Elle laissa ces paroles pénétrer l'esprit de sa fille. Jamais ce proverbe n'avait été aussi vrai qu'à cet instant présent. La réalisation était évidente dans le regard céruléen de Marinette. Elle haleta doucement. Non. Elle refusait d'admettre qu'elle était malheureuse parce que c'était faux. Elle était heureuse.

Mais l'es-tu autant qu'avant? Murmura perfidement une voix dans sa tête.

Sabine continua alors.

« Si l'amour était facile, s'il était simple et rationnel, on n'aurait pas de peines de cœurs. Tu es humaine chérie. Et le cœur a ses raisons, son propre raisonnement qui peut parfois te laisser complètement dépassé par les évènements. Ça ne fait pas de toi quelqu'un de mauvais. Juste une jeune femme tout ce qu'il y a de plus normale. Sourit-elle doucement. L'amour peut blesser. Ce n'est jamais agréable mais c'est une réalité. Et c'est ce qui te rend humaine, ce qui te rend si vivante.

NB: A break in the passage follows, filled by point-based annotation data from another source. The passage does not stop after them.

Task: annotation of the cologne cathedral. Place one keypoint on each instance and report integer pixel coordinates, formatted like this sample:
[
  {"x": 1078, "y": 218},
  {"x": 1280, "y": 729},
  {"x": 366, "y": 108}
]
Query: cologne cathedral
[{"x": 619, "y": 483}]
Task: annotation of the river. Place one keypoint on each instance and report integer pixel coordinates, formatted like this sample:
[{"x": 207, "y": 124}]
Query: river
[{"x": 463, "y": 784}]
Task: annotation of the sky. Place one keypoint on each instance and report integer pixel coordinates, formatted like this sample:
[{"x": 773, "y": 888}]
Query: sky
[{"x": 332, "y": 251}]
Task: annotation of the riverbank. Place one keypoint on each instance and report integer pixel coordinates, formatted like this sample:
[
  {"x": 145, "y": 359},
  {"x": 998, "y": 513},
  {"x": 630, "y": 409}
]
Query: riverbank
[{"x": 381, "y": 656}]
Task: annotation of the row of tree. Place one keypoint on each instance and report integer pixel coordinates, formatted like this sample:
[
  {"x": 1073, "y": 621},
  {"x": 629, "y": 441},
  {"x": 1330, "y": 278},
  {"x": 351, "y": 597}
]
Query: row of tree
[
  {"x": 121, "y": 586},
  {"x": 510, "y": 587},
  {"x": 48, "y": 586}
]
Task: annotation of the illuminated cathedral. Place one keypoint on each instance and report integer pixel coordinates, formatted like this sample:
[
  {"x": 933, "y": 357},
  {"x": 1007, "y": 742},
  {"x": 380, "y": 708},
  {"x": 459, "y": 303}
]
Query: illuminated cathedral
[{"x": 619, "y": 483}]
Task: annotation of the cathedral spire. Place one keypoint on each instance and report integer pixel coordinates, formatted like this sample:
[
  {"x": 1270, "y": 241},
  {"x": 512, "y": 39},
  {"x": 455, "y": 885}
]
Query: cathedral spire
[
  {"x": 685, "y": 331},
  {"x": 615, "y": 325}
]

- Qu'est-ce que je dois faire maman ? Pleura-t-elle doucement. J'aime Luka. Et Adrien repart la semaine prochaine. C'est insensé. J'ai l'impression… l'impression que jamais je n'arriverais à réellement le dépasser.

- Seul le véritable amour te poursuit, peu importe tes efforts pour t'en éloigner. J'ai l'intime conviction qu'un lien invisible existe entre deux âmes-sœurs et que ce lien est inébranlable.

- Alors je vais avoir mal à chaque fois ?

- Non chérie… Le temps guérit toutes les blessures, tu te souviens ? »

Le fantôme de Bridgette les engloba toutes les deux. Mari' ferma les yeux et se blotti contre sa mère. Elle aurait aimé avoir sa sœur avec elle. Pour l'aider à dépasser tout ça. Elle se laissa bercer par les souvenirs, de plus en plus flous, de sa sœur. Il faudrait qu'elle aille sur sa tombe bientôt. Lui parler lui faisait toujours énormément de bien.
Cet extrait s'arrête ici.